Study will increase knowledge about living habits with RA

Study will increase knowledge about living habits with RA

A new study seeks to increase knowledge about advice for lifestyle habits given to people who have been diagnosed with rheumatoid arthritis (RA). 

Lars Alfredsson, professor of epidemiology at the Institute of Environmental Medicine at Karolinska Institutet, is researching rheumatoid arthritis (RA). He has run the Eira study together with Lars Klareskog, which has collected a huge amount of data from patients to research the mystery of rheumatism. Now there is a new project which will gather knowledge about how people's lifestyles affect their disease following diagnosis, in order to be able to give evidence-based advice to patients.

 What is the purpose of the project? 

The purpose of the project is to lay the foundation for evidence-based counseling about the choices a person affected by RA can make in terms of their lifestyle in order to feel better. Patients today receive a lot of advice, but sometimes there is quite a bit of evidence just linked to RA.

Specifically, the study will look at the significance for the onset and course of RA of lifestyle factors such as smoking, BMI, diet and exercise habits as well as factors related to working life. As these factors can be influenced by the patient and those around them, this information could lead to preventive measures against RA.

How is the project going?

The collection of RA data RA started back in 1995. Today in 2020 we have a lot of data to research. Much of the research has focused on how people develop RA. The next step is to try to see what affects its course once someone has fallen ill. It is not at all certain that the same factors which cause you to fall ill will affect how things go later. It can be the same factors, but it can also be completely different. 

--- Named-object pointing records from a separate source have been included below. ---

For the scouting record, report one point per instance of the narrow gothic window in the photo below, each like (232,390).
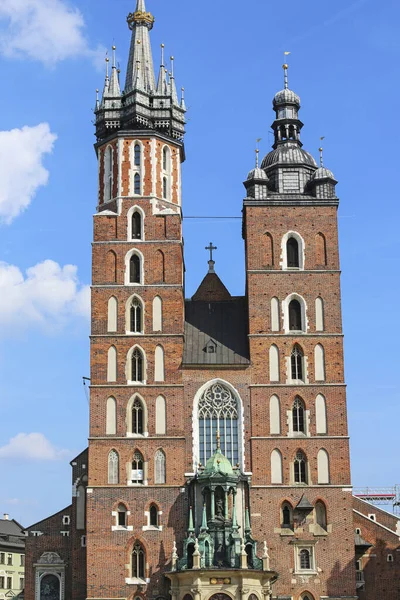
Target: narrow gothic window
(113,467)
(136,316)
(137,468)
(137,155)
(218,411)
(292,250)
(134,269)
(298,416)
(136,226)
(296,362)
(137,186)
(137,365)
(138,562)
(137,417)
(159,467)
(295,323)
(300,468)
(153,516)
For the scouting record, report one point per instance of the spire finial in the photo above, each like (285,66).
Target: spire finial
(211,262)
(321,153)
(285,68)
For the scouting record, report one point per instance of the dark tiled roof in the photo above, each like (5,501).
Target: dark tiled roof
(216,332)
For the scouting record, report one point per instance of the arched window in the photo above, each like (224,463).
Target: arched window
(153,515)
(137,468)
(319,314)
(112,315)
(113,467)
(274,415)
(111,267)
(111,421)
(276,467)
(300,468)
(319,360)
(298,414)
(157,314)
(296,363)
(137,417)
(112,364)
(287,516)
(159,467)
(323,466)
(159,369)
(305,559)
(137,366)
(160,416)
(320,250)
(218,411)
(274,363)
(137,185)
(136,225)
(292,253)
(108,174)
(137,155)
(122,515)
(295,323)
(320,514)
(134,269)
(136,316)
(138,562)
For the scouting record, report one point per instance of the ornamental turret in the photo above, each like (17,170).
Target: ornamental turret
(142,105)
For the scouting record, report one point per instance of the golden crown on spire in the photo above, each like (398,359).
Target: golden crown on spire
(140,17)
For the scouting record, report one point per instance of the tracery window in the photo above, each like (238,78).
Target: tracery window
(218,411)
(296,363)
(298,416)
(138,562)
(136,316)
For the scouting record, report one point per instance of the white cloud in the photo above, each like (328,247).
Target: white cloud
(31,446)
(21,168)
(44,30)
(48,295)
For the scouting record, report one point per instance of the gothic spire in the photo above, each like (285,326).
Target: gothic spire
(140,23)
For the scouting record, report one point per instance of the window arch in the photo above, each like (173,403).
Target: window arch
(297,363)
(108,174)
(157,314)
(274,415)
(112,315)
(218,410)
(113,467)
(159,368)
(319,360)
(323,467)
(274,363)
(298,416)
(137,468)
(111,419)
(111,267)
(112,364)
(159,467)
(320,250)
(300,468)
(319,314)
(276,467)
(320,514)
(160,415)
(138,562)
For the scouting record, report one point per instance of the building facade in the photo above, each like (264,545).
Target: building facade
(12,558)
(218,444)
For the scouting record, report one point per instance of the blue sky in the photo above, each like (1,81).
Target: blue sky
(343,64)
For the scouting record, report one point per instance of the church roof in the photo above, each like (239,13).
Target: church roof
(216,331)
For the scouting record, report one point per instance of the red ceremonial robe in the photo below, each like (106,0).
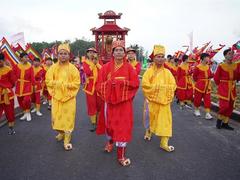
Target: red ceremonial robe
(117,86)
(24,85)
(7,82)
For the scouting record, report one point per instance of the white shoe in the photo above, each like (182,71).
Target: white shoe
(34,110)
(208,116)
(29,117)
(23,117)
(38,113)
(197,113)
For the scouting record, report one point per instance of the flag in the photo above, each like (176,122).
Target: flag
(213,52)
(32,53)
(17,39)
(236,49)
(8,52)
(190,36)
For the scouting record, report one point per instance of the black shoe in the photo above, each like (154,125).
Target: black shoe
(219,124)
(93,129)
(226,126)
(11,131)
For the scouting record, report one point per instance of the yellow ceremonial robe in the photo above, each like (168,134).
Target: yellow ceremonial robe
(63,82)
(158,85)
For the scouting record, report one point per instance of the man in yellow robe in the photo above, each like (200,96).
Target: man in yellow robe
(158,86)
(63,82)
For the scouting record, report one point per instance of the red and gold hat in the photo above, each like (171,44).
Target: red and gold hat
(91,49)
(157,49)
(64,46)
(118,43)
(131,49)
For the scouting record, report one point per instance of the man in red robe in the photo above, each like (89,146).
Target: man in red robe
(37,88)
(24,86)
(117,85)
(132,59)
(47,97)
(91,68)
(225,79)
(184,83)
(7,81)
(202,75)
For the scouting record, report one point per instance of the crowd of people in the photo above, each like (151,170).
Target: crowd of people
(110,90)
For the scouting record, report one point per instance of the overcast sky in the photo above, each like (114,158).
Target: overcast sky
(166,22)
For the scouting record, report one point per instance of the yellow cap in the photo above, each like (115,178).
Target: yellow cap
(158,49)
(64,46)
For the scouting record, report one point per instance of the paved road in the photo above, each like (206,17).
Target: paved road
(202,151)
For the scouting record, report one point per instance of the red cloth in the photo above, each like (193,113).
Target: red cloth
(138,68)
(25,79)
(237,72)
(225,107)
(24,102)
(39,74)
(94,103)
(89,85)
(45,91)
(198,99)
(9,111)
(7,82)
(184,83)
(225,80)
(117,87)
(36,97)
(202,76)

We have data where people have answered questions about factors connected with the onset of their disease and beforehand. This information can be used to study the factors that will affect how the disease will progress for people in the future. To find out what the course of the disease looks like for people with RA, we use information from the Swedish Rheumatology's Quality Register, SRQ. They collect this sort of data in a standardized way.

 Sometimes people who find out they have RA change their lifestyles, and we also collect this information within the framework of the EIRA study. This allows us to answer questions about whether the course of the disease is affected by changing lifestyles.

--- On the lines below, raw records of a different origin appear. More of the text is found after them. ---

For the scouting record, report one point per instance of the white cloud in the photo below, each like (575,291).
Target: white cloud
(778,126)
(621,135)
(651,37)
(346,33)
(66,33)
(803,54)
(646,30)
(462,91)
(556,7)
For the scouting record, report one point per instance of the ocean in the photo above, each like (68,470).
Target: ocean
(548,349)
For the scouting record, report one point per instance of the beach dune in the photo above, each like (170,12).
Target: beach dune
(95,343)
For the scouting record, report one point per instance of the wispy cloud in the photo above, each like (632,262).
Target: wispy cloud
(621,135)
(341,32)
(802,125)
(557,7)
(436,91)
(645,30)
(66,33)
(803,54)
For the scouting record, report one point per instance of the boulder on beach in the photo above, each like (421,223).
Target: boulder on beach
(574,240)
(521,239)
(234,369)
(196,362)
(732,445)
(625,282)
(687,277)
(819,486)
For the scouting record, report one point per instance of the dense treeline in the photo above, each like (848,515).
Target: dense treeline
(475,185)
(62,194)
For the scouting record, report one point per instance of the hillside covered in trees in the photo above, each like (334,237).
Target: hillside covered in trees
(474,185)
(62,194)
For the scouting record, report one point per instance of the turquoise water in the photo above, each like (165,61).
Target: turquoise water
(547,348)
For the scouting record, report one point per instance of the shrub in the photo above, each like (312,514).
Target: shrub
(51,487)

Why is this important to investigate?

This is important to investigate because it is an important question for us to be able to answer from the patient's point of view. If I have become ill, what can I do to influence how things will go for me? It is important to see how a disease progresses in general, but also to study whether certain environmental factors interact with, for example, drug treatment. Among other things, we have seen that smoking affects the effects of medication. 

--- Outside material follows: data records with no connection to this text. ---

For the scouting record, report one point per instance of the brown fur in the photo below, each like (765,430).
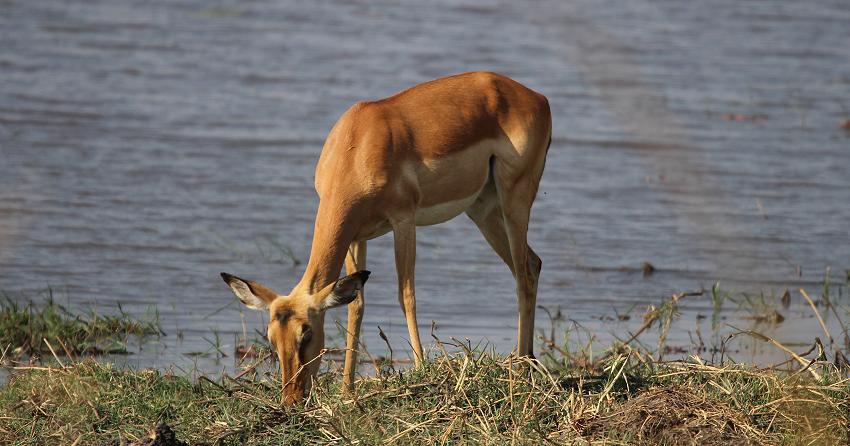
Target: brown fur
(474,143)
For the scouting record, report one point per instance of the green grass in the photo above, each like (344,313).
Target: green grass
(30,329)
(621,395)
(468,397)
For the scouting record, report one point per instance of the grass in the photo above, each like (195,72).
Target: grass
(471,397)
(626,394)
(30,329)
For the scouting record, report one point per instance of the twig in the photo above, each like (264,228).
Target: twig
(817,314)
(54,353)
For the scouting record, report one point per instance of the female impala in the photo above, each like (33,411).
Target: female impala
(473,143)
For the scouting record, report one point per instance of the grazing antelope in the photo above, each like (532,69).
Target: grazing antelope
(473,143)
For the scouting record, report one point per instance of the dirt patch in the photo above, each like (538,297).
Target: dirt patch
(672,416)
(162,435)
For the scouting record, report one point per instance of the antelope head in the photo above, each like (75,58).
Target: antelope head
(296,325)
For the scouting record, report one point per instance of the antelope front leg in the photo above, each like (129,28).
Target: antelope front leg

Diet is also an important area we want to try to tackle. But this is a difficult area, because dietary intake is difficult to measure. Other factors we are interested in are BMI; knowledge about the relationship between BMI and the course of RA is incomplete. 

It will be very exciting to investigate these areas further, and we hope we can contribute to improved, evidence-based counseling about what a person with RA can do to help themselves feel better and improve their disease outlook.